El Papa Francisco quiere que agreguemos estas 2 oraciones al Santo Rosario en Octubre

El demonio está atacando con más furia que nunca a la Iglesia. El Papa Francisco es consiente de esto, así que nos ha pedido que en el mes de Octubre todos los fieles católicos del mundo recemos el Santo Rosario durante el mes mariano de octubre para unirnos en “comunión y penitencia, como pueblo de Dios, para pedir a santa Madre de Dios y a San Miguel Arcángel que protejan a la Iglesia del diablo, que siempre pretende separarnos de Dios y entre nosotros”.

Además, el Santo Padre nos ha pedido que agreguemos 2 antiguas oraciones al final del Santo Rosario: La invocación “Sub tuum praesídium” y la “oración a San Miguel Arcángel”.

La invocación “Sub tuum praesídium” 

Esta es la oración mariana más antigua de la Iglesia. Se ha podido encontrar en antiguos manuscritos cristianos que datan del año 250 d.C. lo cual significa que ya era usando desde antes; tal vez desde tiempos apostólicos.

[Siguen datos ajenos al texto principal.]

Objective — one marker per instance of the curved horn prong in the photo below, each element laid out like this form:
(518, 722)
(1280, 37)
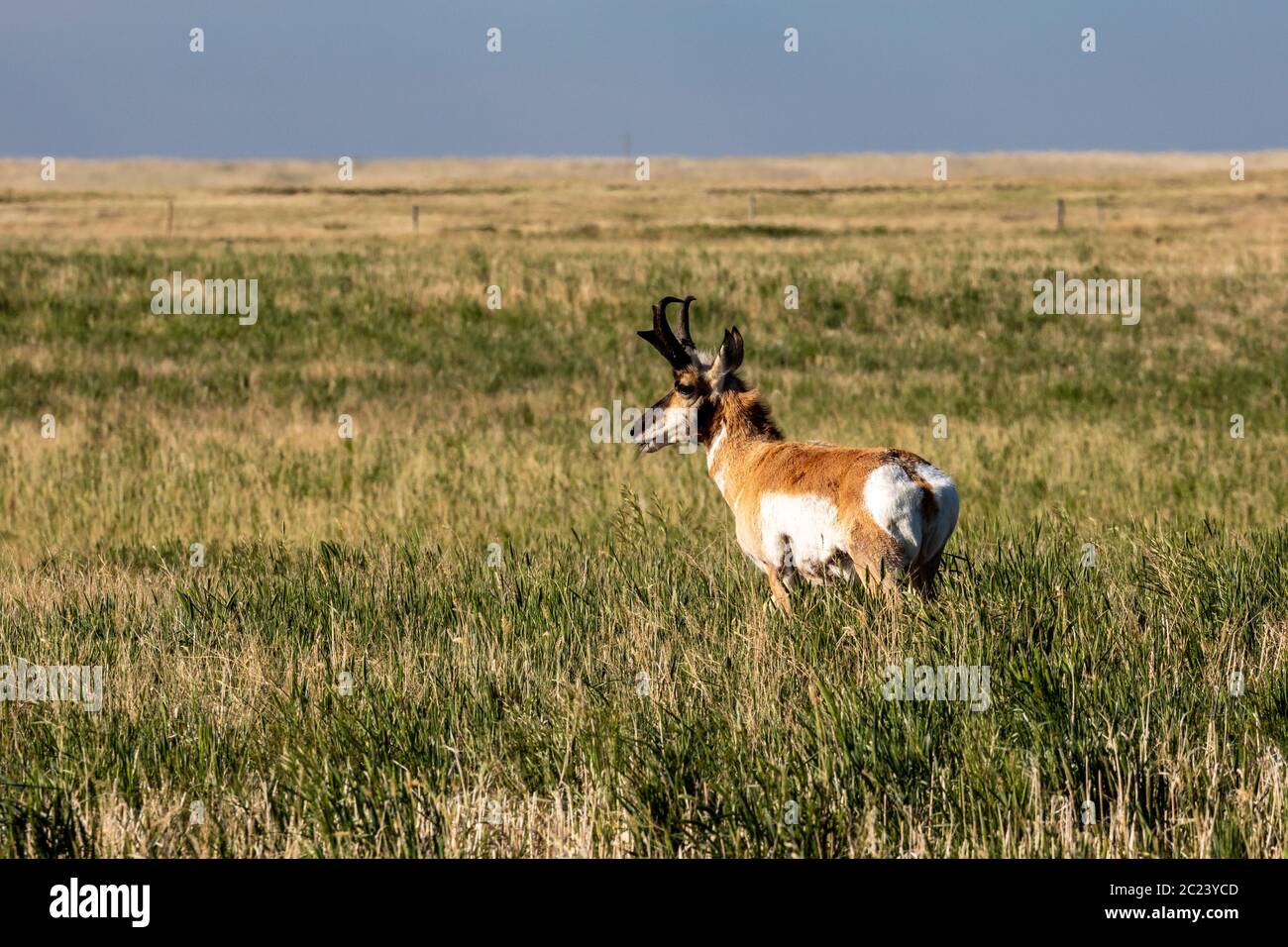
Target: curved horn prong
(661, 338)
(682, 334)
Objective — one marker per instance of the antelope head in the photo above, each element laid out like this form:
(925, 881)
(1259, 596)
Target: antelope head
(684, 414)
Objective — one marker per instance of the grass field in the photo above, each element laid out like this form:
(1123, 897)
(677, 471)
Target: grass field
(496, 699)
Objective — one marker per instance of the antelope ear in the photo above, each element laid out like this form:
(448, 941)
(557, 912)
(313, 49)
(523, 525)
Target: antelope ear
(729, 357)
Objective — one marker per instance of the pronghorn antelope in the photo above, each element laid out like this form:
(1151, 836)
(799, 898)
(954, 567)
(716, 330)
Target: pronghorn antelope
(810, 509)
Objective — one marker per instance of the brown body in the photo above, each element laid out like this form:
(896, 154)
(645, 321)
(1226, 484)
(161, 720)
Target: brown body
(802, 509)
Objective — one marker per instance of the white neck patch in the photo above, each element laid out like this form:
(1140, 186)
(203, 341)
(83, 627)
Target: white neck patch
(712, 449)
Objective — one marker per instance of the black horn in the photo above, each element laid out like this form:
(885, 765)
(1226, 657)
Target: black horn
(682, 334)
(661, 337)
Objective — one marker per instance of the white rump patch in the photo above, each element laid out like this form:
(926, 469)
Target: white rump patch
(945, 496)
(894, 502)
(805, 526)
(711, 459)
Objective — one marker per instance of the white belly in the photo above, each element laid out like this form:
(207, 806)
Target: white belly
(803, 532)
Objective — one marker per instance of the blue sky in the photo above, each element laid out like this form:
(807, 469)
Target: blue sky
(402, 78)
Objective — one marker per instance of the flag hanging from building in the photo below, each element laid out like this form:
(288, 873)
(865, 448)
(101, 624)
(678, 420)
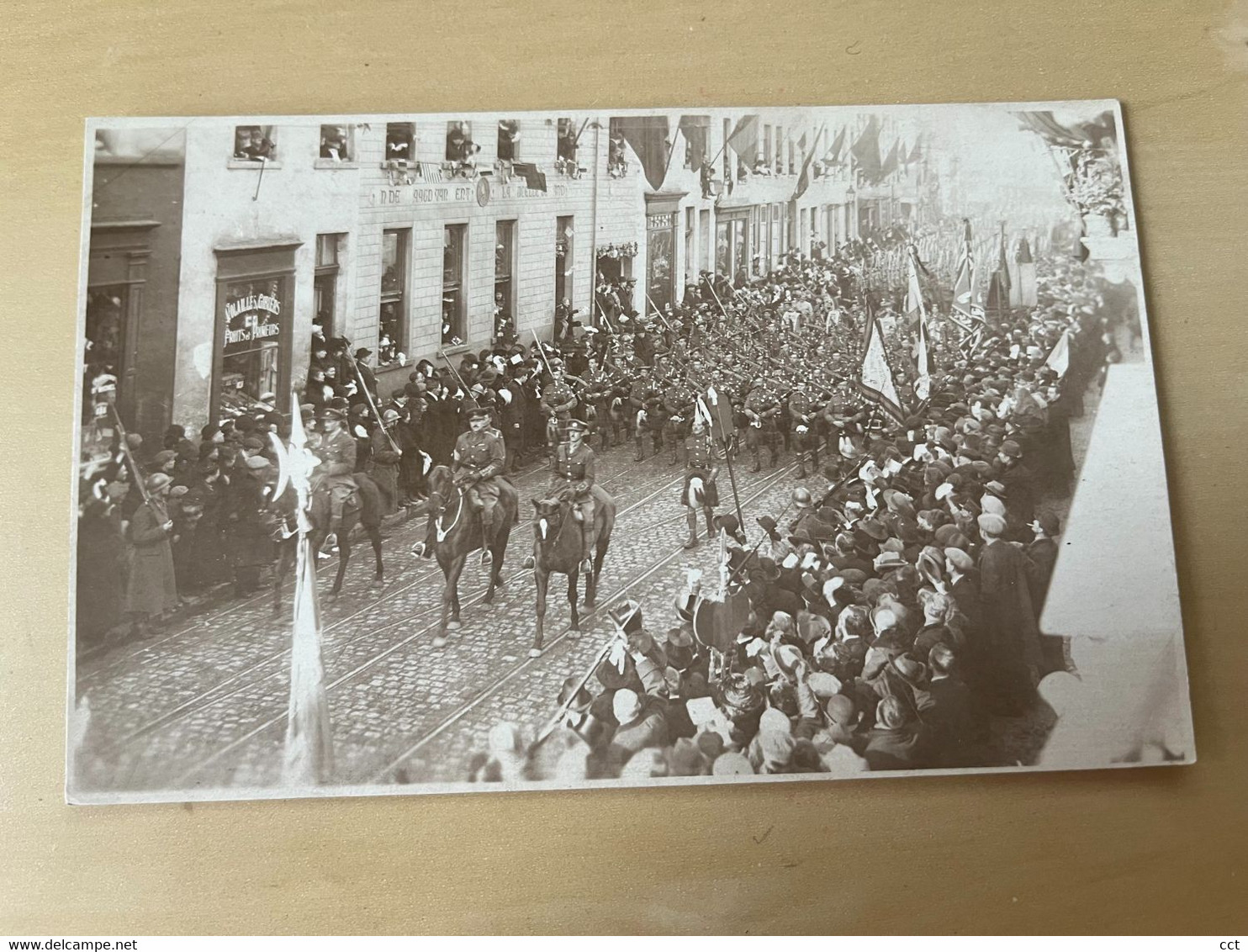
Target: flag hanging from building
(744, 139)
(804, 176)
(875, 377)
(890, 162)
(695, 130)
(866, 150)
(533, 177)
(648, 137)
(834, 154)
(1059, 360)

Esta es la invocación en latín:

“Sub tuum praesídium confúgimus, sancta Dei Génetrix; nostras deprecatiónes ne despícias in necessitátibus, sed a perículis cunctis líbera nos semper, Virgo gloriósa et benedícta”.

Y en español:

Bajo tu amparo nos acogemos, santa Madre de Dios; no deseches las súplicas que te dirigimos en nuestras necesidades, antes bien, líbranos de todo peligro, ìoh, siempre virgen, gloriosa y bendita!

La oración a San Miguel Arcángel

El Santo Padre también ha pedido que el rezo del Santo Rosario durante el mes de octubre concluya con la oración escrita por León XIII.

En latín:

“Sancte Míchael Archángele, defénde nos in próelio; contra nequítiam et insídias diáboli esto praesídium. Imperet illi Deus, súpplices deprecámur, tuque, Prínceps milítiae caeléstis, Sátanam aliósque spíritus malígnos, qui ad perditiónem animárum pervagántur in mundo, divína virtúte, in inférnum detrúde. Amen”.

En español:

San Miguel Arcángel, defiéndenos en la lucha. Sé nuestro amparo contra la perversidad y asechanzas del demonio. Que Dios manifieste sobre él su poder, es nuestra humilde súplica. Y tú, oh Príncipe de la milicia celestial, con el poder que Dios te ha conferido, arroja al infierno a Satanás y a los demás espíritus malignos que vagan por el mundo para la perdición de las almas. Amén.

No olvides agregarlas en latín o en español al final del rezo del Santo Rosario. Aunque te recomendamos que lo hagas en latín ¡El demonio odia la lengua oficial de la Iglesia!